Kaggle competition link
In this competition, participants are challenged to develop algorithms for identifying individual whales in images. The task involves analyzing Happywhale’s database, which contains over 25,000 images collected from research institutions and public contributors. Contributions to this effort aim to enhance understanding of marine mammal population dynamics globally.
Submissions are evaluated according to the Mean Average Precision @ 5 (MAP@5).
The dataset presents several challenges:
-
Labeling: The dataset includes images with labels (whale IDs) for only 62% of the images. The remaining 38% are unlabeled, marked as "new_whale." This means 9,664 images have labels, while 25,361 are labeled as "new_whale."
-
Image Quality: The images are primarily grayscale, with some in color. The standard size is 1050 x 750 pixels.
-
Image Clarity: The dataset contains blurry images.
-
Single Image Whales: There are 2,073 whales that have only one image, accounting for 41% of the dataset.
To increase the number of annotated images, I utilized the following approach:
- I leveraged a previous competition's dataset, which included almost identical images, to identify and classify known or new whale images based on similarity.
- Identification of very similar images was accomplished by creating a hash function for each image and checking the distance. The hash function employed was similar to industry standards for copyright violation prevention, with a similarity threshold of at least 90% and a Hamming distance smaller than six.
To focus on the whale's tail while minimizing background noise, I employed bounding boxes:
- Each image was converted to HSV, and saturation and grayscale were analyzed.
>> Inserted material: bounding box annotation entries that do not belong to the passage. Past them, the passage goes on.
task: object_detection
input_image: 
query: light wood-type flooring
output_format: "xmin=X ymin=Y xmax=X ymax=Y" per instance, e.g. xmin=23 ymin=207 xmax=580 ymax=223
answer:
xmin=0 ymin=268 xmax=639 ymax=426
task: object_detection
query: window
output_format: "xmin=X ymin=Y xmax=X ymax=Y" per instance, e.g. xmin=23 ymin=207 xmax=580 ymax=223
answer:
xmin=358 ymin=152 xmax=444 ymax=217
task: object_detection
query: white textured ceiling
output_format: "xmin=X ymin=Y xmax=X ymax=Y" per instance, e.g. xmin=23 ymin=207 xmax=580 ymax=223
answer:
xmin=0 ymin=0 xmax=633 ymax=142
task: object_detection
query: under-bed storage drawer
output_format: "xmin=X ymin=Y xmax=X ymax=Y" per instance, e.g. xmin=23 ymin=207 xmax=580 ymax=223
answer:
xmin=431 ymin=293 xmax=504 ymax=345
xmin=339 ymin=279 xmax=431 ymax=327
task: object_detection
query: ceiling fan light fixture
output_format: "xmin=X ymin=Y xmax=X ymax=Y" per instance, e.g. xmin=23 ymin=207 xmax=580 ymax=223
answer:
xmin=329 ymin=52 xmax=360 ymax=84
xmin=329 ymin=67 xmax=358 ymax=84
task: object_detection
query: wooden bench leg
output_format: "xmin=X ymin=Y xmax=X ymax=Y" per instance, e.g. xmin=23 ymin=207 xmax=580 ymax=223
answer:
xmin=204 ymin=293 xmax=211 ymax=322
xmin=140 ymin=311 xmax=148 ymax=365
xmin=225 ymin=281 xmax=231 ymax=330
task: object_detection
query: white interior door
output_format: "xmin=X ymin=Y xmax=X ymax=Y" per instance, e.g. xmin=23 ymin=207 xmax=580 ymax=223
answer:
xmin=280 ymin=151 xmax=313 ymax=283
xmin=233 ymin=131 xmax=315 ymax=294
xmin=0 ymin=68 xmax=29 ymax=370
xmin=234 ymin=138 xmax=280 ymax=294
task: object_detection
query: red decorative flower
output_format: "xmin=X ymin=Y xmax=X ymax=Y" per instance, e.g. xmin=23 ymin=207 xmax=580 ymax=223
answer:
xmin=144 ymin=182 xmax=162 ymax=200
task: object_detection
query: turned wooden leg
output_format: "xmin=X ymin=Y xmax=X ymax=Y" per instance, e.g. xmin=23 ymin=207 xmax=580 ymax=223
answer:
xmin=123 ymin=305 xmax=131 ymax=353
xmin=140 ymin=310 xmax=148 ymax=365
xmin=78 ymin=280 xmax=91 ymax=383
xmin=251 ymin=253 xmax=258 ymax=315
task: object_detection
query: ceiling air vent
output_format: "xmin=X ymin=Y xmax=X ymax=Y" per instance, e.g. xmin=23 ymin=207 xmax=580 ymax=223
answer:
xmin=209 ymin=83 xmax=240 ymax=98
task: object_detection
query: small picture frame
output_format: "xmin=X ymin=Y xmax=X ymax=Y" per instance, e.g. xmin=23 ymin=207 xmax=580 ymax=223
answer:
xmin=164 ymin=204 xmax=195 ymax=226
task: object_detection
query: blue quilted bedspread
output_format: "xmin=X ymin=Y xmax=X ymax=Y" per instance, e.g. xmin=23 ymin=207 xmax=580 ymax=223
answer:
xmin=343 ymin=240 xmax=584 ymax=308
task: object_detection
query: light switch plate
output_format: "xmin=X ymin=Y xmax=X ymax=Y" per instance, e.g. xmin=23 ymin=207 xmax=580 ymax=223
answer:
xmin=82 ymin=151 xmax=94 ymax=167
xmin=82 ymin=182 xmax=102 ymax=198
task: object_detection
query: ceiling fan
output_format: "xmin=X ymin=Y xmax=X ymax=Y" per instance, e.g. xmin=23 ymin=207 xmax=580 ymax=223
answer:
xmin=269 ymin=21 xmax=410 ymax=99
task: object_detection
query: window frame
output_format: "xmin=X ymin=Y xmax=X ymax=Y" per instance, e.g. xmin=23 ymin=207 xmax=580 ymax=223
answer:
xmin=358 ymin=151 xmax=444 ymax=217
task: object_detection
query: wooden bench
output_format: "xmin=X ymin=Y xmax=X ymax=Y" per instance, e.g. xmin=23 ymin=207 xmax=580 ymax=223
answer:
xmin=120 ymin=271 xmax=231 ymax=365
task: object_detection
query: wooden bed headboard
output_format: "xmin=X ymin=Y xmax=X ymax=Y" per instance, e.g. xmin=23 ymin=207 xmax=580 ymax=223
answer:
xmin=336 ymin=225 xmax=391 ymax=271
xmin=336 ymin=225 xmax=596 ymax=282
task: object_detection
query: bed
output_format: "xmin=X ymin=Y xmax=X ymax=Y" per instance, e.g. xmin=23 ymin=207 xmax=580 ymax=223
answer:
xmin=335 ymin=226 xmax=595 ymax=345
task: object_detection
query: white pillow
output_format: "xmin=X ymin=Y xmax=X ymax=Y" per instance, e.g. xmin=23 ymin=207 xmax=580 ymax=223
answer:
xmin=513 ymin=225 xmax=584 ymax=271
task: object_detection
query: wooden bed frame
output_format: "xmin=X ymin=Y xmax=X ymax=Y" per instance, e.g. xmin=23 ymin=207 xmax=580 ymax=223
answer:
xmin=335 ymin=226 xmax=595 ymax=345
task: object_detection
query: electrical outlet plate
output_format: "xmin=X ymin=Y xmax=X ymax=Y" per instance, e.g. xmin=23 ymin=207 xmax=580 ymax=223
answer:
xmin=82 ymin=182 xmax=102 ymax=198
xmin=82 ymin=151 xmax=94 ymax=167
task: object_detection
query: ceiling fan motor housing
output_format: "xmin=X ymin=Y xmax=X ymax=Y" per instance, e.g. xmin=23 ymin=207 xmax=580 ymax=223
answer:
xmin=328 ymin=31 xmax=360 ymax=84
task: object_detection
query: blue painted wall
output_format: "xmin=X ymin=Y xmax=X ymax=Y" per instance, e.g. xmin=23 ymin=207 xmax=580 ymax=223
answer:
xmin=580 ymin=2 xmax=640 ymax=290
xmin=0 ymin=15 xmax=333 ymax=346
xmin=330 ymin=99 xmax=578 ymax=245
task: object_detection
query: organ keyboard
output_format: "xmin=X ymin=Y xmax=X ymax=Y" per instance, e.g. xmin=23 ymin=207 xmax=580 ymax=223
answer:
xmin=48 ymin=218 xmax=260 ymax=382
- In the tail region, two patterns were identified:
- A threshold was established in the image histograms, and regions below this threshold were marked.
- A union between two images was created, taking pixel coordinates from the union.
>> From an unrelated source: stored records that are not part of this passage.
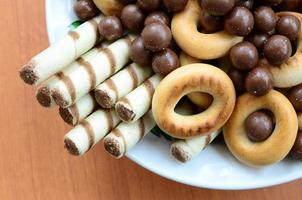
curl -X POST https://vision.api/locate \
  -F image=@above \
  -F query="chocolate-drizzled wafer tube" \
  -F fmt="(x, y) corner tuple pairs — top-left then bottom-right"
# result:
(95, 63), (153, 108)
(51, 36), (134, 108)
(20, 15), (103, 85)
(59, 93), (97, 126)
(36, 41), (110, 107)
(170, 131), (220, 163)
(104, 111), (156, 158)
(115, 75), (162, 122)
(64, 109), (120, 156)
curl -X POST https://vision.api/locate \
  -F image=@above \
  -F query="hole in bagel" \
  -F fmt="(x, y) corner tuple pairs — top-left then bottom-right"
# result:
(244, 109), (275, 142)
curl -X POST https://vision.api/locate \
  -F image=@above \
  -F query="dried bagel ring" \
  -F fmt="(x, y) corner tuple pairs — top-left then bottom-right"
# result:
(93, 0), (124, 16)
(260, 12), (302, 88)
(171, 0), (243, 60)
(223, 90), (298, 166)
(152, 64), (236, 139)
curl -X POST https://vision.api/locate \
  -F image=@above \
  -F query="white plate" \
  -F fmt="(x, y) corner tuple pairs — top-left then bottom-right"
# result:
(46, 0), (302, 190)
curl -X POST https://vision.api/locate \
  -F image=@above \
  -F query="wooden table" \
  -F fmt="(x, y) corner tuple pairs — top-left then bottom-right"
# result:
(0, 0), (302, 200)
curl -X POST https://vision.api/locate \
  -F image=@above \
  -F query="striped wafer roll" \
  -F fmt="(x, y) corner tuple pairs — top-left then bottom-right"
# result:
(170, 131), (220, 163)
(36, 41), (110, 107)
(95, 63), (153, 108)
(59, 93), (97, 126)
(64, 109), (120, 156)
(104, 111), (155, 158)
(115, 75), (162, 122)
(20, 16), (103, 85)
(51, 37), (133, 108)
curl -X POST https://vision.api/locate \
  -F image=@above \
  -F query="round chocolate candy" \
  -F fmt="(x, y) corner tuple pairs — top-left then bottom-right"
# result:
(276, 15), (301, 41)
(137, 0), (160, 12)
(98, 16), (123, 41)
(287, 84), (302, 112)
(235, 0), (254, 10)
(290, 131), (302, 161)
(224, 7), (254, 36)
(74, 0), (99, 21)
(121, 4), (145, 32)
(199, 11), (223, 33)
(254, 6), (277, 33)
(201, 0), (235, 16)
(163, 0), (188, 13)
(245, 32), (269, 52)
(245, 67), (274, 96)
(152, 49), (180, 76)
(142, 23), (172, 52)
(263, 35), (292, 65)
(145, 11), (171, 26)
(245, 111), (274, 142)
(229, 41), (259, 70)
(228, 68), (246, 94)
(130, 37), (152, 65)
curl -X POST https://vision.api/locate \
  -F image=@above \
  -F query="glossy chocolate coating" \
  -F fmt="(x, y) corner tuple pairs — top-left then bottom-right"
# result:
(245, 111), (274, 142)
(130, 37), (152, 65)
(245, 67), (274, 96)
(121, 4), (145, 32)
(276, 15), (301, 41)
(142, 23), (172, 52)
(287, 84), (302, 112)
(152, 49), (180, 76)
(263, 35), (292, 65)
(224, 7), (254, 36)
(229, 41), (259, 70)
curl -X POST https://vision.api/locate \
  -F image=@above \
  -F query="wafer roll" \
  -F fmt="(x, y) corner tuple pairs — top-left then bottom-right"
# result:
(95, 63), (153, 108)
(20, 16), (103, 85)
(104, 111), (156, 158)
(64, 109), (120, 156)
(115, 75), (162, 122)
(51, 37), (133, 108)
(36, 41), (110, 107)
(59, 93), (97, 126)
(170, 131), (220, 163)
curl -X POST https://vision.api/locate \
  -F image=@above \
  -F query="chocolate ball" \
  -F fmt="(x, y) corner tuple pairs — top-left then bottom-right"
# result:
(235, 0), (254, 10)
(130, 37), (152, 65)
(201, 0), (235, 16)
(137, 0), (160, 12)
(152, 49), (180, 76)
(290, 131), (302, 161)
(263, 35), (292, 65)
(224, 7), (254, 36)
(228, 68), (246, 93)
(245, 67), (274, 96)
(163, 0), (188, 13)
(142, 23), (172, 52)
(229, 41), (259, 70)
(73, 0), (99, 21)
(276, 15), (301, 41)
(98, 16), (123, 41)
(245, 111), (274, 142)
(145, 11), (171, 26)
(121, 4), (145, 32)
(254, 6), (277, 33)
(245, 32), (269, 52)
(199, 11), (223, 33)
(287, 84), (302, 112)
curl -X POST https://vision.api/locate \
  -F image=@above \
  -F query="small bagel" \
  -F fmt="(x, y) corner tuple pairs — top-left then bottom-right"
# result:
(152, 64), (236, 139)
(93, 0), (124, 17)
(260, 12), (302, 88)
(171, 0), (243, 60)
(223, 90), (298, 166)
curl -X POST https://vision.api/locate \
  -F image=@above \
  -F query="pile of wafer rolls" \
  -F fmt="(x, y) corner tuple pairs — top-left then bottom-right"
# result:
(20, 0), (302, 167)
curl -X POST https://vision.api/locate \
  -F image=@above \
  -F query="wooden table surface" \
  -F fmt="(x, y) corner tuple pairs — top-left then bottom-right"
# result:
(0, 0), (302, 200)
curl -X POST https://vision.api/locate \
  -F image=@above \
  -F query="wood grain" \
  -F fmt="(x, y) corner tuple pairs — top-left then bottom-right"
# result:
(0, 0), (302, 200)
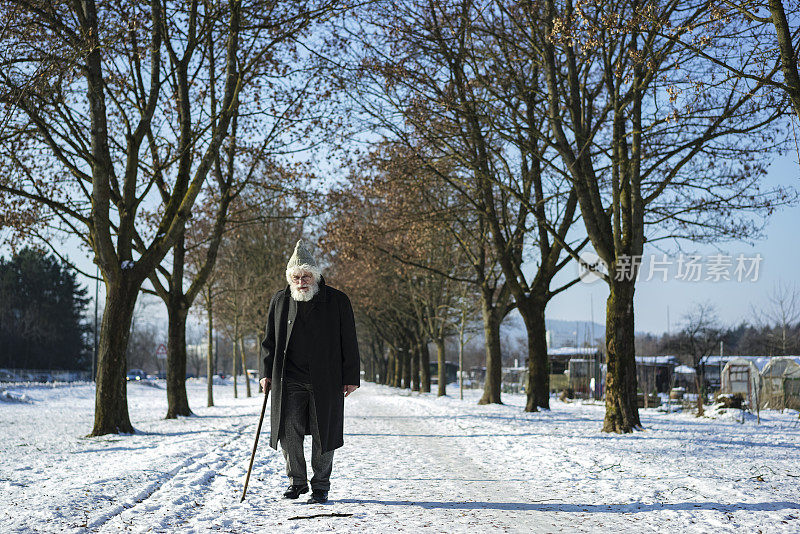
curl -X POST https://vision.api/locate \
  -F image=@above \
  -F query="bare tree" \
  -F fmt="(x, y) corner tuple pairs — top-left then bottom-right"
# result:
(678, 302), (726, 417)
(750, 281), (800, 356)
(0, 0), (241, 436)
- For images with high saturation and low grayscale, a threshold was determined from the external background and combined with the grayscale from the lower threshold, creating another union for pixel coordinates.
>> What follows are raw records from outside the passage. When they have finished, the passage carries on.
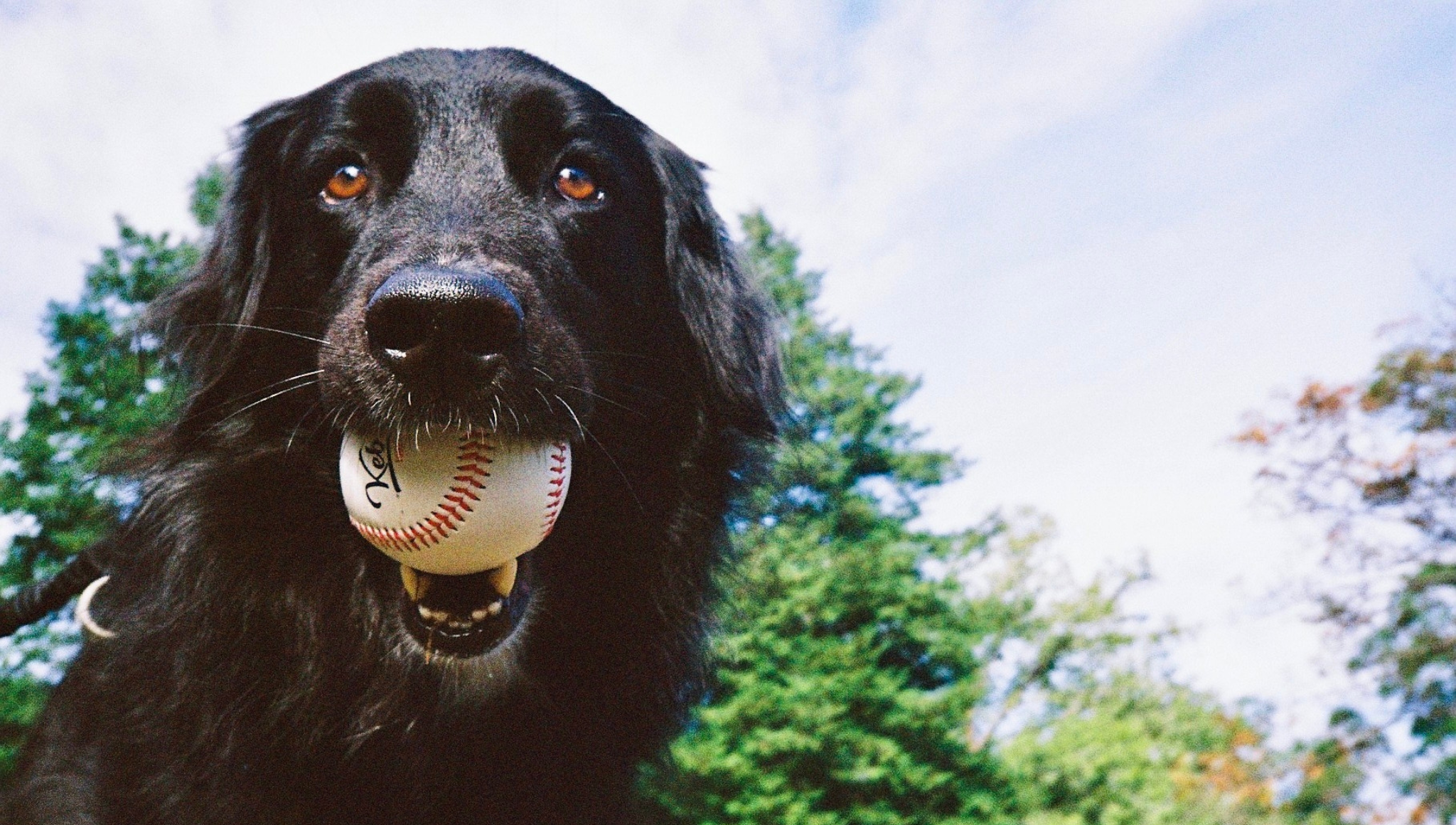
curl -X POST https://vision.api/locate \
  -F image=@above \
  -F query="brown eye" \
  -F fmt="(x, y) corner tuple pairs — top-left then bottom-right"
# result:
(556, 166), (603, 201)
(322, 164), (368, 204)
Bounding boxes smaller than 10% of the image were considered failures.
The Bounding box creation process:

How the vounding boxes were sored:

Each image underwent three types of augmentations:
- Flipping the image left to right and adding Gaussian blur.
- Randomly shifting the image within a confined range (left/right and up/down).
- Combining the two augmentation techniques mentioned above.
The model used for this task is Inception ResNet V2. The architecture was enhanced by substituting the final layer with additional average pooling, dropout layers, and a fully connected layer. The model was built using Keras and validated on a dedicated dataset, with various hyperparameters tested. To further improve performance, Test Time Augmentation (TTA) techniques were employed.
- project.ipynb - Jupyter notebook containing all the code.
- Run_model.py - Script that contains the code from the notebook for easy execution.
- Submission.csv - The submission file of my model.
- Matlab folder - Contains bounding boxes created for test/train, along with the code and Excel files.
- project.pdf - Project description document.